China stocks suffered their worst day in five months on Friday, plunging about 4 percent as investors scrambled to take profit amid signs of tighter regulatory scrutiny after a recent market resurgence fuelled concerns of bubbles forming. The blue-chip CSI300 index tumbled 4.0 percent, to 3,657.58 points, while the Shanghai Composite Index dropped 4.4 percent to 2,969.86 points.
Hong Kong's benchmark Hang Seng Index lost 1.9 percent on Friday. The losses for the two main China indexes were their biggest since Oct. 11, and came in heavy trading, with financial shares leading the decline.
Shanghai-listed shares of major insurer People's Insurance Group of China (PICC) plummeted the maximum allowed 10 percent, after Citic Securities issued a rare "sell" rating on the stock, citing frothy valuation.
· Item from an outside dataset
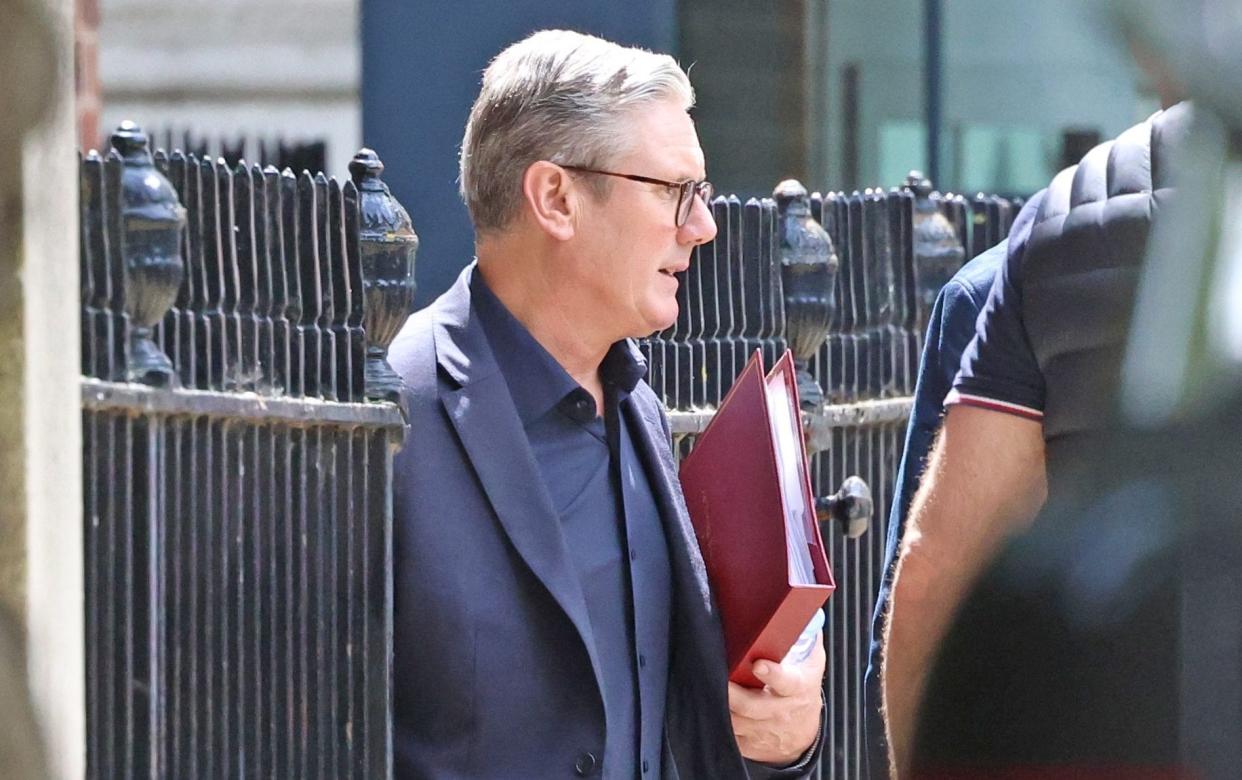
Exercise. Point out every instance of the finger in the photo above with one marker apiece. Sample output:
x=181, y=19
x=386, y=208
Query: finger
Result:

The brokerage forecast that PICC, whose shares doubled in just two weeks and rose the 10 percent limit in each of the previous five sessions, could slump by more than half over the next 12 months. Even after Friday's tumble, PICC is still up 115 percent for the year.
"What we're seeing is profit-taking after the recent surge. That's very natural," said Wen Xunneng, a Shanghai-based hedge fund manger.
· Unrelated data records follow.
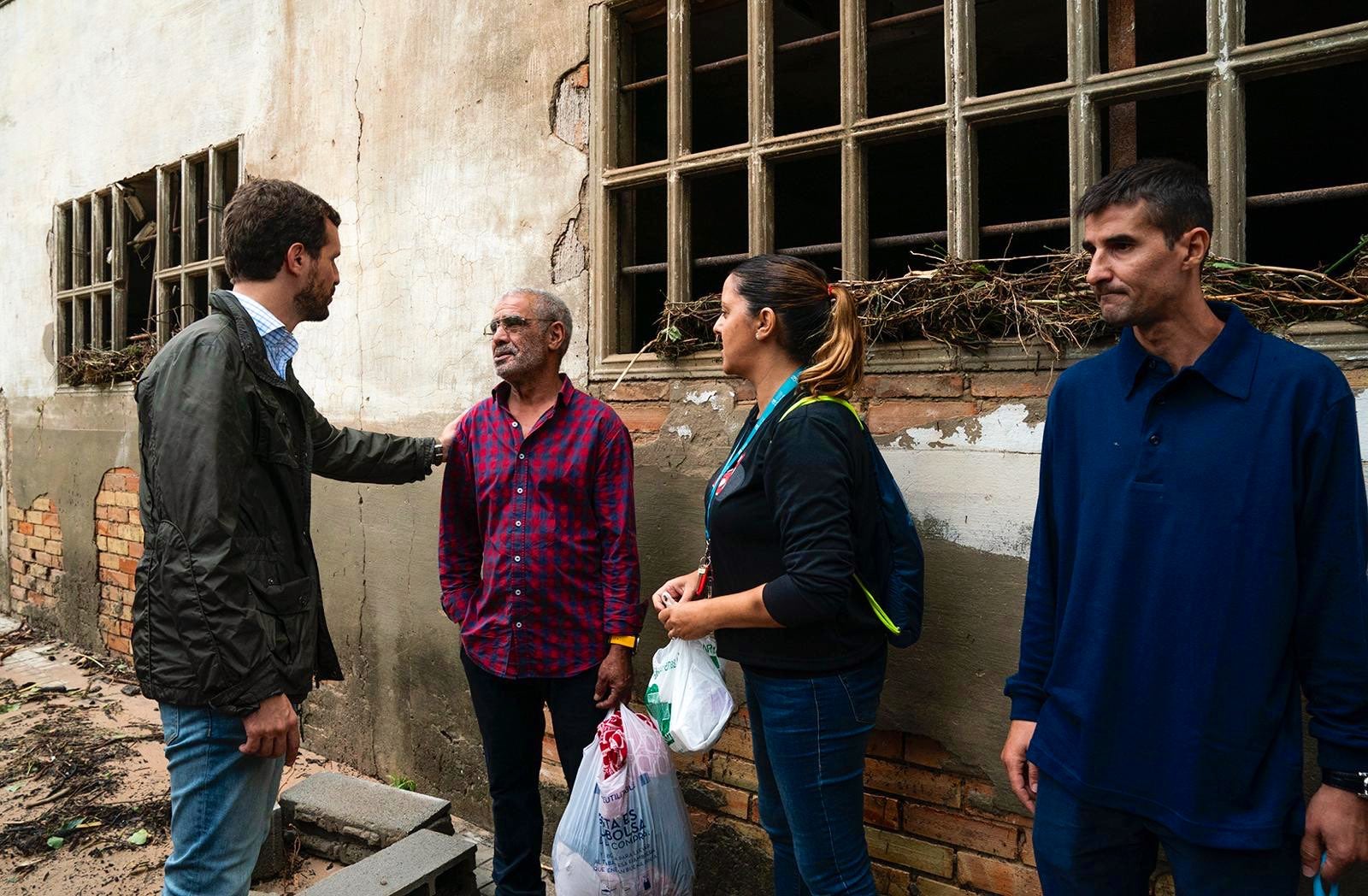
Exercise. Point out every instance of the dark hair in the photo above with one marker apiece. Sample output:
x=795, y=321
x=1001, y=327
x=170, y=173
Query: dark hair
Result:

But Wen remained upbeat on Chinese shares, saying "I don't see big room for correction. Plenty of opportunities to make money ahead." Some analysts had warned a correction was near as indexes had been in overbought territory for weeks, despite signs the economy was continuing to weaken.
On Friday, sentiment was also dampened by poor February trade data and weak global markets. China's exports tumbled the most in three years in February while imports fell for a third straight month, pointing to a further slowdown in the economy despite a spate of support measures.
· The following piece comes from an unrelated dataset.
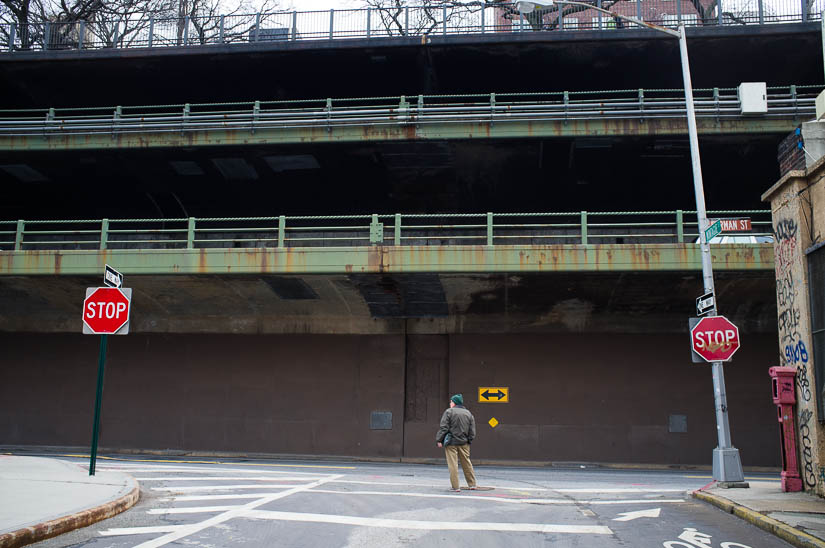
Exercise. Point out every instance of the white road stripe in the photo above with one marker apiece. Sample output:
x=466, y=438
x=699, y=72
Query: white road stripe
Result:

The China Securities Regulatory Commission (CSRC), at a news conference in Beijing, declined to comment on Friday's market performance, but said it hopes more long-term overseas capital can invest in China's capital markets. Throughout Friday, investors dumped stocks amid signs of tighter regulatory oversight after the market rebounded over 20 percent this year on loose credit conditions and hopes for a Sino-US trade deal.
"I suspect regulators are sending the signals to cool the market a bit," said Stephen Huang, vice president of Shanghai See Truth Investment Management Co. "The market rise has been too hasty." The official Securities Times said on Friday China's banking watchdog has punished two lenders for illegally channelling money into the stock market.
Also, China's securities regulator said its Guangdong branch was closely monitoring grey-market margin financing and has banned brokerages from cooperating with shadow lenders. In addition to the "sell" rating on PICC, another was issued on Friday, by Huatai Securities, for Shanghai-traded shares of China Securities. The stock also fell 10 percent.
Allen Wong, strategist at China Investment Securities (HK), also attributed the market slide to sluggish overseas market, after the European central bank indicated economic uncertainty ahead. However, he said that the overall Chinese market is not yet in bubble, despite frothy valuations in some sectors.
"China's easing policies would translate into economic improvements in the second half of the year, which will support the stock market." But if exports do not improve after February's bracing number, worries about China's economy are likely to increase.
"Today's trade figures reinforce our view that China's trade recession has started to emerge," Raymond Yeung, Greater China chief economist at ANZ, wrote in a note.